Bernard Ripert a été condamné par le tribunal de Lons-le-Saunier (Jura) pour outrage à personne dépositaire de l'autorité publique, a indiqué le tribunal. «Vous connaissez la bonne nouvelle? Non? Il y a un flic qui est mort cette nuit, c'est une bonne nouvelle, une belle journée qui commence, ça en fait un de moins au bord des routes», aurait-il commenté, selon des témoignages, le 14 octobre 2009, dans la salle d'audience de la Cour d'assises du Jura, en apprenant le décès du militaire, écrasé la veille par un chauffard.
Alerté par des syndicats de policiers, Brice Hortefeux, alors ministre de l’Intérieur, avait déposé plainte contre l'avocat au barreau de Grenoble.
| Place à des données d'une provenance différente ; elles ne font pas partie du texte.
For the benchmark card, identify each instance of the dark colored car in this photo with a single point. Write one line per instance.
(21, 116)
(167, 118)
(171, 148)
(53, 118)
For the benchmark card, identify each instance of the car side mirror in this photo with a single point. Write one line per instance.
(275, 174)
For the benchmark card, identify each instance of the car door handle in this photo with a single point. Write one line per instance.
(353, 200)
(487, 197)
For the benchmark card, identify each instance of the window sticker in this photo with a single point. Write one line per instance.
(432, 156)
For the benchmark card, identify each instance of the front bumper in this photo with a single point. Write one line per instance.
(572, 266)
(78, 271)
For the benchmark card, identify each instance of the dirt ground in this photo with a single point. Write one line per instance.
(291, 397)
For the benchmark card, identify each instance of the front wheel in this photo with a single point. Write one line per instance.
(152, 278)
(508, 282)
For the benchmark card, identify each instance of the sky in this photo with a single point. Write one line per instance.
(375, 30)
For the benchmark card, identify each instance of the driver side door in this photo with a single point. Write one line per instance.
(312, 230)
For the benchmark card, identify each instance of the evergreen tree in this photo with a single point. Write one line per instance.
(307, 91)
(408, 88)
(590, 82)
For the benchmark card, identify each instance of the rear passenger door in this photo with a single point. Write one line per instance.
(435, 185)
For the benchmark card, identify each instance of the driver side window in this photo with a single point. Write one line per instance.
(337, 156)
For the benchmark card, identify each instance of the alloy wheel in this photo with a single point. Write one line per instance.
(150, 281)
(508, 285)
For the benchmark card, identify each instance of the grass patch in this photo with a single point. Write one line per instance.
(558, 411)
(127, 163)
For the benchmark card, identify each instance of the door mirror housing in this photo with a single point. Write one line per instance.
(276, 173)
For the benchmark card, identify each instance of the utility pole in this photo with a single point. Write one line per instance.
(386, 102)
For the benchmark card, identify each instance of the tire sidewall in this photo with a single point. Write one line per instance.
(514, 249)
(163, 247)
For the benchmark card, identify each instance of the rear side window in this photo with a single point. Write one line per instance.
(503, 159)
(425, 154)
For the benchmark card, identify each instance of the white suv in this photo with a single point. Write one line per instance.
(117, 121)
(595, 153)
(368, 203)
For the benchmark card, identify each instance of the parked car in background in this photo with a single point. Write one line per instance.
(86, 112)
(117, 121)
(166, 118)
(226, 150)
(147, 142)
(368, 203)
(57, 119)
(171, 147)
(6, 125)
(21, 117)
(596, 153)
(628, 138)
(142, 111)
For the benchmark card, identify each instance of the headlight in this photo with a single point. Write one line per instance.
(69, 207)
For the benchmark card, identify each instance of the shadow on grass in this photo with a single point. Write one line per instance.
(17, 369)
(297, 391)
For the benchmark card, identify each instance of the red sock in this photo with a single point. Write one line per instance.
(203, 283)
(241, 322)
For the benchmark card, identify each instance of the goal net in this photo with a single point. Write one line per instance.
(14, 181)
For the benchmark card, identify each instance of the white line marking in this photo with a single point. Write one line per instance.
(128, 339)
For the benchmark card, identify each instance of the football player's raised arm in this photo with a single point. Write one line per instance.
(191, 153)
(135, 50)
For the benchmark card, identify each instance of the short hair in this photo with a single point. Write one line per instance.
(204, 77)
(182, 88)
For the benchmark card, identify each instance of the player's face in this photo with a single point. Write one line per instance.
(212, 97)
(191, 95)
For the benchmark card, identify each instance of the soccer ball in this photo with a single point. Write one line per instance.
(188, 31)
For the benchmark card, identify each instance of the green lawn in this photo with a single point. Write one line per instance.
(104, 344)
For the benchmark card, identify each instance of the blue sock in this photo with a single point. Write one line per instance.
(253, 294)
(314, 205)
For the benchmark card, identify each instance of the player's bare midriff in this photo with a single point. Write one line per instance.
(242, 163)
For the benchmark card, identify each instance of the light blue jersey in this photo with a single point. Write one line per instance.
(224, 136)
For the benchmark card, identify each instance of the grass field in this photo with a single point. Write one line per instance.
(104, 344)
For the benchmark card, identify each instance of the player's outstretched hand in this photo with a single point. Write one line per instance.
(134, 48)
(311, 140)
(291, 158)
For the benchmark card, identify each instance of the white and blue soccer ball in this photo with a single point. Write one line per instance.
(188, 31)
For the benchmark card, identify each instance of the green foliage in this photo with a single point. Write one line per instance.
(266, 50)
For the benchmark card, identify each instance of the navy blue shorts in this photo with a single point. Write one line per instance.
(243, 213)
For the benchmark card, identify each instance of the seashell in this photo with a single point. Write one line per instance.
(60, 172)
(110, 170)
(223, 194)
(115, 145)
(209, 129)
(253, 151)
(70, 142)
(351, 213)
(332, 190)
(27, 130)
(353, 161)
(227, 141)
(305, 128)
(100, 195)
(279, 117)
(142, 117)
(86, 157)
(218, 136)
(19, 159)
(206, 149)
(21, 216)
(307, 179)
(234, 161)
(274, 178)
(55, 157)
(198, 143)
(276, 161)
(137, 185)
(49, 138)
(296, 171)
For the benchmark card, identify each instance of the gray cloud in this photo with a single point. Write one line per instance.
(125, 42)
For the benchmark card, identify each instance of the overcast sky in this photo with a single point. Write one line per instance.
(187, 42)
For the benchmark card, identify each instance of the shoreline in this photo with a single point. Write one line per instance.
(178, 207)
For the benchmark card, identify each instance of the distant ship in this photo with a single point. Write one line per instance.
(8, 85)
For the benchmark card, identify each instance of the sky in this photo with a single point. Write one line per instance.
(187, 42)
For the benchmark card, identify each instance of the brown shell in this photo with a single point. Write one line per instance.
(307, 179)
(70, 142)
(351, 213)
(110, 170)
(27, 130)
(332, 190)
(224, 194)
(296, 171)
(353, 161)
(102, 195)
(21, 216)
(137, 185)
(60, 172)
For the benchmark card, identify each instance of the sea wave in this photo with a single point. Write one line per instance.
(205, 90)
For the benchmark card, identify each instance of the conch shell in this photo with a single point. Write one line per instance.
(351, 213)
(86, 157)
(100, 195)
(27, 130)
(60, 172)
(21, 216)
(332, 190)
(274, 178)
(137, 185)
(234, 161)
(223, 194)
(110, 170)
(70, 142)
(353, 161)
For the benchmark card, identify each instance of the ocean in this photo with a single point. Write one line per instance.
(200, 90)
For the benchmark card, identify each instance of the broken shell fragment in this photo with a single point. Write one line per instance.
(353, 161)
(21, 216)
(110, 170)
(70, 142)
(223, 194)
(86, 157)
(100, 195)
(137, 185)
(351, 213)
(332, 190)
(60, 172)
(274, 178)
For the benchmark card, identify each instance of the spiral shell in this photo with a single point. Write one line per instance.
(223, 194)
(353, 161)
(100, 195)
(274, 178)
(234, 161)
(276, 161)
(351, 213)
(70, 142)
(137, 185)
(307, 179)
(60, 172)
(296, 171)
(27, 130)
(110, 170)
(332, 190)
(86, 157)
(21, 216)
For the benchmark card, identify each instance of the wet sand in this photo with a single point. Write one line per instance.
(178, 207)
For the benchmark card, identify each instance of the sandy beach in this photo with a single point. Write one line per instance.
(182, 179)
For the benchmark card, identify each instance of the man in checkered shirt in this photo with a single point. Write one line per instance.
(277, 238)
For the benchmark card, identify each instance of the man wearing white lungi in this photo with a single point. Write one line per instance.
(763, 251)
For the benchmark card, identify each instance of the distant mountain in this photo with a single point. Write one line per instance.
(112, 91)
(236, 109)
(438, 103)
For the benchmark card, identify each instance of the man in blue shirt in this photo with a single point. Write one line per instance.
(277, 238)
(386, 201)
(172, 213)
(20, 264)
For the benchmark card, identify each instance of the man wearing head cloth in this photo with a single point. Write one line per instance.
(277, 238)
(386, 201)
Ce dernier s'est défendu devant le tribunal correctionnel, le 8 juillet dernier, en affirmant qu'il s'agissait d'une «boutade» adressée à une journaliste et non destinée aux policiers présents dans la salle qui avaient entendu ces propos. Bernard Ripert a annoncé son intention de faire appel.
«Cette décision est une décision politique qui n'a aucun fondement juridique, qui ne cherche qu'à m'atteindre en ma qualité d'avocat et à me faire taire», a-t-il indiqué. «Je me suis défendu sur le fait que la liberté d'expression existe en France et qu'en aucun cas je ne pouvais outrager des policiers auxquels je ne m'adressais pas», a-t-il ajouté.